PART I—WAR IN SYRIA AND EGYPT

CHAPTER I

RENEWED TURKISH ATTEMPTS

The leaders of the Turkish troops had been hard at work arousing the fanaticism of the Turkish soldiery against the British foe before the next day's battle began. It is due these noisy "Holy Warriors" that sentries of the Fifth Egyptian Field Battery were warned of the near presence of the enemy.

The Indian troops now took the offensive, supported by the warships and mountain and field artillery. The Serapeum garrison, consisting of Ninety-second Punjabis and Rajputs, now cleared its front of the enemy who had been stopped three-quarters of a mile away. A counterattack made by the Sixty-second Punjabis of the Tussum garrison drove the Turks back. Two battalions of the Turkish Twenty-eighth Regiment now joined the fight, but the British artillery threw them into disorder, and by 3 p. m. of February 3, 1915, the Moslems were in retreat, leaving behind them a rear guard of a few hundred men hidden in the gaps among the brush along the eastern bank.

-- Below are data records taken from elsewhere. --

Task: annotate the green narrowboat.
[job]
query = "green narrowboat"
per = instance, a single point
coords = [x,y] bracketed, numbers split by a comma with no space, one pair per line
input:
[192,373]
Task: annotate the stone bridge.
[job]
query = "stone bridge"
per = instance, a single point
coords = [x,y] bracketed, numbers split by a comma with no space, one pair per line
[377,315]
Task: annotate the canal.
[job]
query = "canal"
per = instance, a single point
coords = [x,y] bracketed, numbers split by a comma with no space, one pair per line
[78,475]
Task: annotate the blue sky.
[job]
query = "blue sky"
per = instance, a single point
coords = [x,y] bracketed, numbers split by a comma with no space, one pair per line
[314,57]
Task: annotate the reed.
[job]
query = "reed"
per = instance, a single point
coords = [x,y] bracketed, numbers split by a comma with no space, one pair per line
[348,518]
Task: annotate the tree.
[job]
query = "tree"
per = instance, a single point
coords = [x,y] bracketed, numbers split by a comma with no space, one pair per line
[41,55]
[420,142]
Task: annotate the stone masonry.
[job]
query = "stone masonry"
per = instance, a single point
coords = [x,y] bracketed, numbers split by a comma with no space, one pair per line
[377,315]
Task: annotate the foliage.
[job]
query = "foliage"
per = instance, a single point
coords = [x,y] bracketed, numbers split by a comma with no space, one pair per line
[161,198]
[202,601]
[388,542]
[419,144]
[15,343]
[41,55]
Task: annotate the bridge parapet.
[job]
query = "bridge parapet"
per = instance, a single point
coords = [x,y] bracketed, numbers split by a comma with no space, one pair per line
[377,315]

The warships on Lake Timsah had been in action since morning, and the sand hills near Ismailia were at first crowded by civilians and soldiers eager to witness the fight, until the Turkish guns to the east and southeast of the Ferry post drove them in cover.

About 11 a. m. an old unprotected Indian Marine transport, H. M. S. Hardinge, was struck by two 6-inch shells. One carried away the funnel and the other burst inboard doing much damage. Two of the crew were killed and nine wounded. George Carew, the pilot, lost a leg, but continued on duty and helped to bring the injured vessel into Ismailia. The French coast guard battleship Requin came now under the Turkish fire, but her 10.8-inch guns soon silenced the enemy's batteries.

The morning of February 3, 1915, the Turks advanced on the Ismailia Ferry, then held by Sikhs, Punjabi Rifles, a battery of Indian mountain artillery and Australian engineers, digging shelter pits as they moved forward, covered by two field batteries. Their advance was stopped by the British guns when they had come within 1,000 yards of the outpost line. During the afternoon the Turks kept up some desultory firing that was ineffective; they also engaged in some reconnoitering of British positions during the dark night that followed, but when morning broke they had all disappeared.

Meanwhile, at El Kantara the struggle had reached much the same conclusion. The Indian troops had repelled an advance from the south, in which two Turkish regiments, the Eightieth and Eighty-first of the Twenty-seventh Division, were engaged. H.M.S. Swiftsure, which had taken the place of the disabled Hardinge, aided by Indian and Territorial artillery, did effective work in covering the British positions. The nature of the ground here was so marshy that in places the Turks sank to their waists in muddy ooze, and foredoomed their attack to failure. Again it was demonstrated that they are poor strategists and fail to make careful observations of the terrain before advancing to attack. At El Ferdan, where some Turks made a demonstration with a battery about this time, there were no losses, though the gunboat Clio was hit several times. At El Kantara, where a part of General Cox's brigade of Gurkhas, Sikhs, and Punjabis were engaged, there were thirty casualties.

Between Tussum and Serapeum there was some sniping during the late afternoon of February 3 from the east bank of the canal, during which a British sailor was killed on H.M.S. Swiftsure. The desultory firing continued during the night and through the early morning of February 4. A deplorable incident occurred this day in which a brave British officer and several of his men were the victims of Turkish treachery. Several hundred Turks had been discovered by half a battalion of Ninety-second Punjabis sent out from Serapeum. In the encounter that followed, some of the Turks held up their hands as a sign of surrender, while others continued to fire. Captain Cochran of the Ninety-second company, who was advancing with his men to take the surrender, was killed. A few of his soldiers also fell, and some others were wounded. The British took a prompt and complete revenge for the loss of these men. After being reenforced by Indian troops they overpowered the enemy in a hand-to-hand struggle, in which a Turkish officer was killed by a British officer in a sword combat. The Turks had lost in this brisk engagement about 120 killed and wounded, and 6 officers and 25 men were captured with 3 Maxim guns.